I would be glad if it got published. It’s even legal issue: the BootROM apparently includes GPL sources for qspi and sdio drivers (did strings -a on bootrom once extracted).
Most sources also come from VF1’s ddrinit GitHub - starfive-tech/JH7100_ddrinit

My claims maybe bold enough, and afaik GPL 2.0 does not require to publish parts of your own code, just code for GPLed part, right? Correct me if I’m wrong.

So far, considering nobody from StarFive gonna release the source, I probably will sit and in few nights reconstruct it back from what we have here, for own curiosity and abit RISC-V learning. But will it be legal to publish my results?

I would expect the license of the BootROM to be either Apache 2.0 or possibly dual licensed Apache 2.0 or GPL 2.0 or later.since it would probably be forked and patched rather than written fully from scratch.

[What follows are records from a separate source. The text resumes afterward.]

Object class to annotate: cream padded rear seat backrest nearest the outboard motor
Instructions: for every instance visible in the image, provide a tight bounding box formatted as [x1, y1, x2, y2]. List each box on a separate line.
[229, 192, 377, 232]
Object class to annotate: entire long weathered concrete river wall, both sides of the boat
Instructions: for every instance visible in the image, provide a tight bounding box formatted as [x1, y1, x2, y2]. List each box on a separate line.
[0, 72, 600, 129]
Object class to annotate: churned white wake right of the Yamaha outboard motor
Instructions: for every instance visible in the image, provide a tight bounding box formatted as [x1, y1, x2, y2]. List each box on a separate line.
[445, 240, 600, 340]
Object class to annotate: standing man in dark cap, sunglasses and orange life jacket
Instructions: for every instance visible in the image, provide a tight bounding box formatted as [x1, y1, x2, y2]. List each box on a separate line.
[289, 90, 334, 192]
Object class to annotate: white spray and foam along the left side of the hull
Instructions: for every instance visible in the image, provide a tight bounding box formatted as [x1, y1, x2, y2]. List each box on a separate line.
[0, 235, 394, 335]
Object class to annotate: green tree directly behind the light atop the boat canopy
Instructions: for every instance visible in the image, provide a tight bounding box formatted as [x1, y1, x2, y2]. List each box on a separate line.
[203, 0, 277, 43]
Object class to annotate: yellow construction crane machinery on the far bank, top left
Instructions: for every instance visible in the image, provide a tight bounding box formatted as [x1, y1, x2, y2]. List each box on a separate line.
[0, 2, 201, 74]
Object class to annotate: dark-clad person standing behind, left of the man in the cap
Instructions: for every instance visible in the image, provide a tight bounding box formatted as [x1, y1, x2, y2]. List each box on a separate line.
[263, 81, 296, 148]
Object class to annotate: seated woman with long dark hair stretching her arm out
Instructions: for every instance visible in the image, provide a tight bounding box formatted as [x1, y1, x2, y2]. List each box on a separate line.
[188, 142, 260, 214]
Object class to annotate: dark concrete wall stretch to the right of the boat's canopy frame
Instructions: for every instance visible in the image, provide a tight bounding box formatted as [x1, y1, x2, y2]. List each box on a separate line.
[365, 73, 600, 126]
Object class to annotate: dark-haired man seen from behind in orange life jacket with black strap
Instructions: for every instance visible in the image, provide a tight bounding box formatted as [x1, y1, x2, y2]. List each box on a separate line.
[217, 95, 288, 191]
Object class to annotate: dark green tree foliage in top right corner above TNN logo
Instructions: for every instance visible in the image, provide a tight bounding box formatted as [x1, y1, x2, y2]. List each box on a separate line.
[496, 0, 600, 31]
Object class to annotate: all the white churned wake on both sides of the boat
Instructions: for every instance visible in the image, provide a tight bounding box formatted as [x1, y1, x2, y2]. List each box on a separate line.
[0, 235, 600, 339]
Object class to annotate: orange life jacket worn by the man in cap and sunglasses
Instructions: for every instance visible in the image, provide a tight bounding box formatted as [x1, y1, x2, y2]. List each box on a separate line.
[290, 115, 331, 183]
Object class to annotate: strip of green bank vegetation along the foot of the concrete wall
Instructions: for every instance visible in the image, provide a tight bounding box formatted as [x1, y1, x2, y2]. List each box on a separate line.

I thought of another way to dump the contents of the BootROM after reading this:
While booting hit the space bar to enter the U-Boot command prompt, And then type any of the following commands into the U-boot prompt and it will spew out a full hexdump+safe to print ASCII characters showing the contents at the memory addresses (b is 8 bit/ 1 byte, w is 16 bit/2 bytes words, l is 32 bit/4 bytes longs and q is 64-bit/8 bytes qwords, and the last hexadecimal number at the end is how many should be printed)…I was unable to copy and paste into my USB serial interface, so I just typed the command and it worked as expected.
I just logged the serial console output to file, for later manipulation to regenerate the binary ROM file.

Hit any key to stop autoboot:  0
StarFive # md.b 2A000000 8000
StarFive # md.w 2A000000 4000
StarFive # md.l 2A000000 2000
StarFive # md.q 2A000000 1000

e.g. the first 32 bytes only:

StarFive # md.b 2A000000 20
2a000000: 97 02 00 00 93 82 62 12 73 90 52 30 73 50 00 30  ......b.s.R0sP.0
2a000010: 73 50 40 30 81 40 01 41 81 41 01 42 81 42 01 43  sP@0.@.A.A.B.B.C
StarFive # md.w 2A000000 20
2a000000: 0297 0000 8293 1262 9073 3052 5073 3000  ......b.s.R0sP.0
2a000010: 5073 3040 4081 4101 4181 4201 4281 4301  sP@0.@.A.A.B.B.C
StarFive # md.l 2A000000 20
2a000000: 00000297 12628293 30529073 30005073  ......b.s.R0sP.0
2a000010: 30405073 41014081 42014181 43014281  sP@0.@.A.A.B.B.C
StarFive # md.q 2A000000 20
2a000000: 1262829300000297 3000507330529073  ......b.s.R0sP.0
2a000010: 4101408130405073 4301428142014181  sP@0.@.A.A.B.B.C

And there were some readable ASCII error messages towards the end of the dump, which makes me believe that the dump is valid and probably unencrypted.